That the Pastoral Epistles should have a common character distinct from those to the saints is easily understood; and that each has its own peculiarity is a plain matter of evidence to the attentive reader. The difference is conspicuous in the two letters to Timothy; for the first is as careful to insist on order as the second is to provide for a state of disorder that even then the godly might have divine directions for their walk, bound as they were, and as we are, to take account of so sad a change. That to Titus comes in character between the two extremes.


1 Timothy 1. "Paul, apostle of Christ Jesus according to command of God our Saviour and of Christ Jesus our hope, to Timotheus, genuine child in faith; grace, mercy, peace from God the Father and Christ Jesus our Lord." The prefatory words, as usual, give a clear insight into the scope of what follows. The apostolic title is as important for authority here as for the truths of the gospel and of the church to the Roman and to the Corinthian saints, to the Galatians, Ephesians, and Colossians. "According to command" assimilates this letter and that to Titus, while it differentiates both from the second Epistle to Timothy. "God our Saviour" is also very notable here and to Titus, bespeaking the universal testimony of God's grace in the gospel, and its strong contrast with Judaism. God in love goes out actively to man in the death of the Mediator. Christ is the hope, and is unfailing if cherished. The exhortatory injunction to Timothy was first and foremost to guard the truth from all alien teaching, and specially from fables and interminable genealogies which are such as yield questionings rather than God's dispensation that is in faith (vers. 3-7), the end of it being love out of a pure heart and a good conscience and unfeigned faith. It is inseparable from Christ.

These then are the substantial blessings of the gospel, and they are missed by such as turned aside to vain discourse, wishing to be law-teachers. There was the early plague of imagination, and of legalism which assails grace as antinomian while itself tending to that evil, whatever its own contrary claim. It is not that by the gospel the lawful use of the law is denied, which is to convict lawless and insubordinate persons. The gospel alone witnesses of Christ to save sinners (of whom the apostle specifies himself as first, to whom, in his ignorant unbelief, mercy was shown — Christ's whole long-suffering (vers. 8-16). This draws out his praise, after which he repeats the injunction laid on Timothy, that he might war the good warfare, maintaining faith and a good conscience. For such as put away the latter make shipwreck of the former; of whom he holds up Hymenaeus and Alexander, whom he had delivered to Satan for their dishonour to God (vers. 18-20). How practical and personal it all is! And what is truth but a sham and a shame if it be not so?
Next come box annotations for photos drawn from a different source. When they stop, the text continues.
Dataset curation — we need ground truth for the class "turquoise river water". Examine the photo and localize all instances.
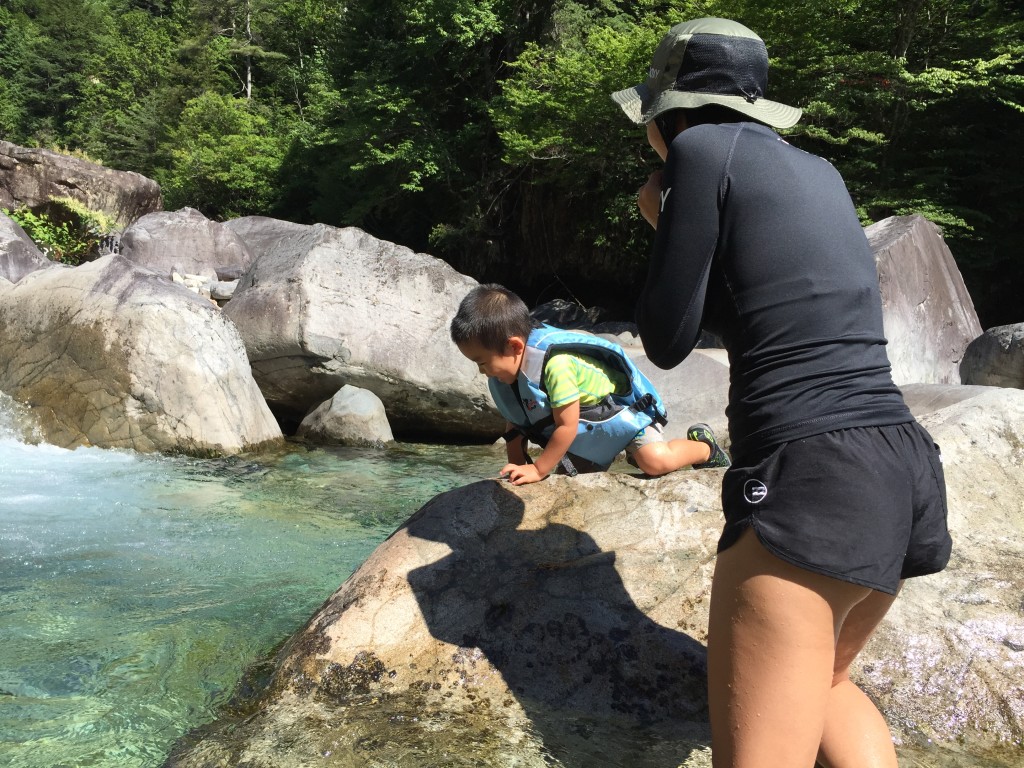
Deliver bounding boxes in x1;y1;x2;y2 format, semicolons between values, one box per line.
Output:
0;394;1021;768
0;399;496;768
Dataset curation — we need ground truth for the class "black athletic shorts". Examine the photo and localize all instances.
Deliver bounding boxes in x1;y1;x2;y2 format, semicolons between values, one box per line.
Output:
718;422;952;595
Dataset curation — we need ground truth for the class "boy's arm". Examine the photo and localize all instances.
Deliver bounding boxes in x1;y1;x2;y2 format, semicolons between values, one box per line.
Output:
505;421;526;464
502;400;580;485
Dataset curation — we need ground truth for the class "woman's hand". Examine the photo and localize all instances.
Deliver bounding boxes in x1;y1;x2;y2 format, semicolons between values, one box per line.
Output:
637;171;662;229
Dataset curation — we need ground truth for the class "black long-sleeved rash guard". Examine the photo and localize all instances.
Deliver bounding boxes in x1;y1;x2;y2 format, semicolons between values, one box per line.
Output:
637;123;912;456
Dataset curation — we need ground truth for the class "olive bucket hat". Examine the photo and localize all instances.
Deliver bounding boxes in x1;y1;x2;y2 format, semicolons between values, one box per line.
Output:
611;18;801;128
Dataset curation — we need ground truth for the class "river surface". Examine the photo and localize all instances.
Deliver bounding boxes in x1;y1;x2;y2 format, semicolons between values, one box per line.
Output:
0;394;1022;768
0;398;500;768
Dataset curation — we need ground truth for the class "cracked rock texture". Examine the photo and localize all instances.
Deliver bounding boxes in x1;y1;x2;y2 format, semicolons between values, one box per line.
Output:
961;323;1024;389
121;208;253;281
224;217;504;438
0;141;163;228
168;385;1024;768
864;215;981;386
0;255;282;456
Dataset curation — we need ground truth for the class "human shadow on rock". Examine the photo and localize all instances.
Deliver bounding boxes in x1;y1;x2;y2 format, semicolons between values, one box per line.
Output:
406;482;708;768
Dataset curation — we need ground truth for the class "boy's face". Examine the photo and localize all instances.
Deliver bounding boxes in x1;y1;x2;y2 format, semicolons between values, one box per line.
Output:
459;336;526;384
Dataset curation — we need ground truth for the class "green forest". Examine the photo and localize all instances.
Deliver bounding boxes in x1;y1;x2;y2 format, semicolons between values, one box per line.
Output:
0;0;1024;328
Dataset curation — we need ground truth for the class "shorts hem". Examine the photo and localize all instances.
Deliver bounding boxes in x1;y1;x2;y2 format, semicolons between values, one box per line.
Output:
748;517;899;596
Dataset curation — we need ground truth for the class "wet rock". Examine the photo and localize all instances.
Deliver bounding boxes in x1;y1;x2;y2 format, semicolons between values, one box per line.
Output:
0;141;163;228
864;215;981;386
224;217;504;439
297;384;394;445
961;323;1024;389
121;208;253;283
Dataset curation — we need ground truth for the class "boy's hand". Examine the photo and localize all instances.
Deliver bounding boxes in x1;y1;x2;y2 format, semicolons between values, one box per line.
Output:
501;464;547;485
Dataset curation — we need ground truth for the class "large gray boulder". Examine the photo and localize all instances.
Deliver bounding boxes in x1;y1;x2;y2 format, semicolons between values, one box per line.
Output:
0;213;54;283
961;323;1024;389
121;208;253;282
161;385;1024;768
0;255;282;456
0;141;163;228
224;218;504;438
864;215;981;386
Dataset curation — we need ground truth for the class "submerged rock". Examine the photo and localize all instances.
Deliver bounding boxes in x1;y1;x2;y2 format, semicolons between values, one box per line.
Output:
168;386;1024;768
0;255;282;456
864;215;981;386
224;217;505;440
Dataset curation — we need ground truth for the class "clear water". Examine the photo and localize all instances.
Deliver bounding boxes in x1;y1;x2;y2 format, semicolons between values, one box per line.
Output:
0;394;1021;768
0;400;496;768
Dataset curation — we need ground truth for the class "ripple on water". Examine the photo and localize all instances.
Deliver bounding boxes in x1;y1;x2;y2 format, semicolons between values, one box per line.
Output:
0;438;494;768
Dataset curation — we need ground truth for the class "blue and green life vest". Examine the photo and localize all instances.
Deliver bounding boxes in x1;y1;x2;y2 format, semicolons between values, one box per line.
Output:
487;326;668;467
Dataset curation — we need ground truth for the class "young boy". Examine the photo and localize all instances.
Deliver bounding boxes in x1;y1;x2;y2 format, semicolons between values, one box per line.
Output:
451;285;729;485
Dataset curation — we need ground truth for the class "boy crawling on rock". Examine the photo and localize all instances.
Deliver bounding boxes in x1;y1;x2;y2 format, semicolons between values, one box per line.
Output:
451;285;729;485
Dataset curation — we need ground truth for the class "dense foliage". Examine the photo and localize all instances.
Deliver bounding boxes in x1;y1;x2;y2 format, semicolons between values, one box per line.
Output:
0;0;1024;327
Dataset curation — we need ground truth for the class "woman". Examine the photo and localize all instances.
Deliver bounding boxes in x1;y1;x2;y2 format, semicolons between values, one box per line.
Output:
612;18;950;768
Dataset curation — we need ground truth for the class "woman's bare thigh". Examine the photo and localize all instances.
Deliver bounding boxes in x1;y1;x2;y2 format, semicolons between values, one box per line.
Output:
708;530;871;768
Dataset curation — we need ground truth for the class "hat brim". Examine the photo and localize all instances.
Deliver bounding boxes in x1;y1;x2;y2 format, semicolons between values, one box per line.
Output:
611;83;803;129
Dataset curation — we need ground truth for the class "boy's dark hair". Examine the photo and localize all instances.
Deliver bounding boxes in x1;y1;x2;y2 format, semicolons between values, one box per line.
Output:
451;283;536;352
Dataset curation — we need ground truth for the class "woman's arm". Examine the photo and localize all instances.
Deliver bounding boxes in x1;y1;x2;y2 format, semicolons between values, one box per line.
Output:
636;125;738;368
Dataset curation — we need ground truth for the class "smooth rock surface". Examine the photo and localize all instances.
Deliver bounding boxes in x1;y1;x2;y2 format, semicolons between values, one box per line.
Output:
0;255;282;456
864;215;981;386
224;217;504;440
168;385;1024;768
121;208;253;282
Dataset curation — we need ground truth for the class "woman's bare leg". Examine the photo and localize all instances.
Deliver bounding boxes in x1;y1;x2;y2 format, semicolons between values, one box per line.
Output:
708;530;891;768
818;592;897;768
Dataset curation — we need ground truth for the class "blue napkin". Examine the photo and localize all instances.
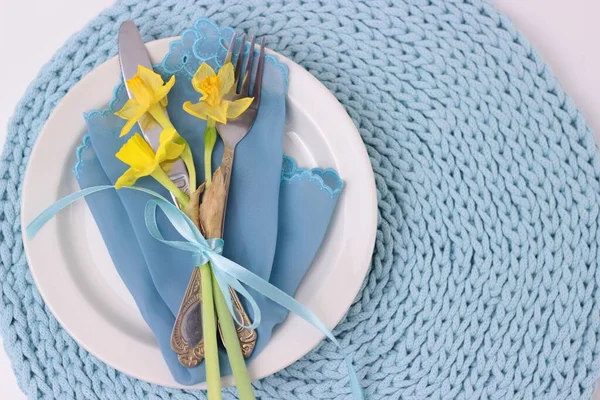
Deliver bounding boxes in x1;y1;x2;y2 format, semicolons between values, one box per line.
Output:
74;19;343;385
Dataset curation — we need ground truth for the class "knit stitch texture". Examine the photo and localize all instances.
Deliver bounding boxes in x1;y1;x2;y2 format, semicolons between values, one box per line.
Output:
0;0;600;400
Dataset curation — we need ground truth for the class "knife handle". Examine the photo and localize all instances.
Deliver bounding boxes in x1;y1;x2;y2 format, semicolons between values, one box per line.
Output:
200;145;257;358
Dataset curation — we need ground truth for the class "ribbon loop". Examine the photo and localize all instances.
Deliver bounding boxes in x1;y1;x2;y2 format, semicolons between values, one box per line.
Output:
26;185;364;400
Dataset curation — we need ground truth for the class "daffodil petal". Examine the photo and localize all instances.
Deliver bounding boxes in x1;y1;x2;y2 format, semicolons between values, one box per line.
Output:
207;101;230;124
219;62;235;94
183;101;208;119
115;168;139;189
227;97;254;119
154;75;175;107
192;63;216;92
115;99;142;119
156;142;185;163
115;133;156;171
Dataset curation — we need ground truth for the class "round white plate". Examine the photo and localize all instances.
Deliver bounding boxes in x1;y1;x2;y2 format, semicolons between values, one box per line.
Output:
22;38;377;388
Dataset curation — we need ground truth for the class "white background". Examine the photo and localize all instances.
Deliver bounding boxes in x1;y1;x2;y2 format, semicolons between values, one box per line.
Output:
0;0;600;400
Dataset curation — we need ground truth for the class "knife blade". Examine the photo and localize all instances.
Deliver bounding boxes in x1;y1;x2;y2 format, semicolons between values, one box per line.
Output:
119;21;190;196
118;21;204;367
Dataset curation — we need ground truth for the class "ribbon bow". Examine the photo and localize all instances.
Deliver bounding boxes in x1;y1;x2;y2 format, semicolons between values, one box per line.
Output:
144;193;262;329
25;185;364;400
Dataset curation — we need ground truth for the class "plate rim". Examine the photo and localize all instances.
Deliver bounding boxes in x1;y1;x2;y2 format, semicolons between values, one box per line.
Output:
20;36;378;389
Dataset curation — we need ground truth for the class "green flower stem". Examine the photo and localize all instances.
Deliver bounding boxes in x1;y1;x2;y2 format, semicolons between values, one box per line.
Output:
181;145;198;193
202;118;255;400
199;263;221;400
204;117;217;187
151;167;190;209
212;273;256;400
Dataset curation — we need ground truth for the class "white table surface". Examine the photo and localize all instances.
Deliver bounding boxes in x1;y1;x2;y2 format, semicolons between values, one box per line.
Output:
0;0;600;400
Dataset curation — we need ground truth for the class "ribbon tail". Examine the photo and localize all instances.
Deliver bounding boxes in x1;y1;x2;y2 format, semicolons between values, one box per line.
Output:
208;253;262;329
25;185;114;239
209;254;364;400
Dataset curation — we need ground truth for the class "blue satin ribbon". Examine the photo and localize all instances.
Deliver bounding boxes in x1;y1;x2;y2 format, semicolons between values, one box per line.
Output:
25;185;364;400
1 Timothy 2. Here we find the public attitude of Christianity. All should breathe of loving goodwill toward man and the chiefs of the world, even if heathen and persecuting. "I exhort therefore first of all that supplications, prayers, intercessions, thanksgivings be made for all men; for kings and all that are in authority, … for this is good and acceptable before God our Saviour, Who wisheth that all men be saved and come unto full knowledge of truth. For there is one God, one mediator also of God and men, a man Christ Jesus Who gave Himself a ransom for all, the testimony in its own times; to which I was set preacher and apostle (I speak truth, I lie not), teacher of nations in truth and love" (vers. 1-7). Grace rises above all natural thoughts, feelings, and ways, and calls on those who believe to bear a living witness of "God our Saviour", Who is willing to save all that bow to Jesus, the ransom for all. Such is the testimony; and now that the cross on man's side proves the guilt of all, Jews and Gentiles, the same cross on God's side proclaims salvation to all that believe.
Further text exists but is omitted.